Life, the Universe, and Everything

“…when you get right down to it, our lives aren’t measured out in easily-demarcated years. They’re measured in random eras – places lived, loves lost, championship seasons, cars driven, a million overlapping criteria that let us look back and try to gauge the distance we’ve come…


There’s not really anything I want for my birthday this year. Nothing I can buy with money, anyway. I have had everything I wanted in my life, even if I don’t have all of it anymore, or want all of it anymore, and even if I would like some more of what I already had… For today and tonight, though, I’m content with another cup of coffee, dinner with friends, and turning in early to snuggle with my sweetie. Tomorrow will take care of itself. You play the days like you play the games: one at a time.”


-Feb 28, 2011



“The only problem is with trying to find the solution is that this time there isn’t one. At some point, you have to find a way to acknowledge that shit happens, that life is full of randomness and it doesn’t always work out or even mean anything, that we live in a world of chaos and entropy – and you have to find your own light.  And for someone whose worldview has always depended on consistent rules and logical solutions, the real world is ever more difficult to cope with… The goal is to live in the now, in the moment – free of both the tyranny of memory and the trap of expectations.
That’s not a problem with a solution either.  You just do it, and hope nobody looks too closely at how…”  


-Feb. 28, 2012



“Aging sucks.  And yet I suppose it beats the alternative.  Yes, the sleep is more fitful and the pain lasts longer and the drinks hit harder and the stairs knock the breath out quicker, but fuck it, you’ve been dying from the instant you slid out of the birth canal. You just never paid attention to the fact.  Dwelling on it now isn’t going to slow the process down – just do what you can to stay healthy and get on with your life. But every February it’s the same story, and I’m starting to worry that I keep looking back because I don’t know what I’m looking forward to.  If it’s not going to be a long slow grind of the same thing every day until the grave, I need to find something to shoot for…”


-Feb. 28,2013

 

Huh. Well.  If that ain’t a show I’ll kiss your ass.  

Here we sit, 365 days on, and everything is just as it was the year before, and the year before that, and the year before that.  The goal is the same, but I seem to be falling shorter of it with every passing orbit round the sun.  Ever more cognizant that the world, or God, or Loki, or whoever – nobody owes you a happily ever after.  Stephen Schwarz’s Godspell notwithstanding, it’s not always all for the best. And the days may be long and drag on, but the years go flying by, each one faster than the last.

I felt it more this year than ever before.  Friends and family leave town – over the hill or up the coast or across the country.  Others fight through health issues, of increasing seriousness. Work becomes ever more intolerable, to the point where I not only despair of it ever getting better, but despair of it being any better anywhere else.  I feel like I’ve been spinning my wheels for too long, marking time, treading water, abiding by what’s safe and secure even as the safe ground slowly crumbles beneath us.

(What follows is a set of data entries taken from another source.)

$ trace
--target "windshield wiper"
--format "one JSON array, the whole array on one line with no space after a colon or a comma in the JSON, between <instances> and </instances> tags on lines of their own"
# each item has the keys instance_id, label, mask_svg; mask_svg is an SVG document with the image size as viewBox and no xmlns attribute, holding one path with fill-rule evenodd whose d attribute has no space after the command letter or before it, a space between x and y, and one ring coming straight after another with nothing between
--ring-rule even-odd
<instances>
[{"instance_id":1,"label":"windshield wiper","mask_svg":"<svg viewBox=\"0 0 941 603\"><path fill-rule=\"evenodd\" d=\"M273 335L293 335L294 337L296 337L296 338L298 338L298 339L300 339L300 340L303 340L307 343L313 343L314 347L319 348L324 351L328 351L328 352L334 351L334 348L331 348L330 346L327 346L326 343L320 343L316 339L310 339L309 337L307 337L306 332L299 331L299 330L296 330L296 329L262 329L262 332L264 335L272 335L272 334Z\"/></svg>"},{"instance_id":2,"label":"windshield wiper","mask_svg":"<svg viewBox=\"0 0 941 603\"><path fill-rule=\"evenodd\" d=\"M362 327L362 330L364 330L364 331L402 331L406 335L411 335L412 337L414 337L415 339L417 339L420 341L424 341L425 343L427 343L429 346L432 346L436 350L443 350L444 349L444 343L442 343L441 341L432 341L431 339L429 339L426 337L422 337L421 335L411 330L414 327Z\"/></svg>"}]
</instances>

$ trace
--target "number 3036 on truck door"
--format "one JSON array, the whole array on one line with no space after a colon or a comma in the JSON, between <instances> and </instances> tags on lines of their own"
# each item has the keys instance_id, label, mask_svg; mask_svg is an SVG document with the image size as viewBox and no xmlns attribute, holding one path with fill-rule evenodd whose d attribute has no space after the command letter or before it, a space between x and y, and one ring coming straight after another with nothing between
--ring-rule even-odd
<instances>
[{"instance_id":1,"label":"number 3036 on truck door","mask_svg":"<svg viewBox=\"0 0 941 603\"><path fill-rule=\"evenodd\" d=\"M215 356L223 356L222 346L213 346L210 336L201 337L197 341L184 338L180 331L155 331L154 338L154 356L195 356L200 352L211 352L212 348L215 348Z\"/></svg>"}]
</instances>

Right now, if the Old Scratch himself appeared before me, offering to jump me ahead to age 60, but I’d be retired, with my wife and a healthy pension, and a cottage in a cold seaside town where the cops still carry revolvers and the coffee shop is still where you go for bacon and eggs and gossip, and where the one dive bar in town has a fireplace and doesn’t sell anything more exotic or complicated than Guinness, and where the sputtering air-cooled VW can get us around without the hassle and strain of walking on a bad back…I’d have to think long and hard before turning it down.  Assuming I would.

So that’s the challenge: what can I do to make the next twenty years something that I’m not better off just fast-forwarding through to get to my dotage?  And if I had to guess right now, I’d say: do the things that make me happy.  Go ahead and make the coffee in the morning, go to the public house on the nights they have trivia or live Irish songs, find someplace to sit by the fire and read, sleep in and cuddle with my sweetie, take a walk in the fog, just spend the $20 on the damned Nerf gun, turn off all the devices and watch the Prozac channel on UVerse with the lights out, take the time to meditate with nothing but the rain app or the shipping forecast in the background, buy the books and read them, use the vacation time, go away to Tahoe or Portland or Boston or Ireland or Japan. Cherish the things I enjoy, because – like Dan Brown’s Lounge, or the Antarctica video that the DVR ate, or the Franklin era of Vanderbilt football, or pie beer at Tied House – you’ll always lose them in the end, and be sorry you hadn’t taken the full enjoyment of them when you had the opportunity.

And for the love of everything, if there’s something in your life that sucks, that makes things worse, stop doing it.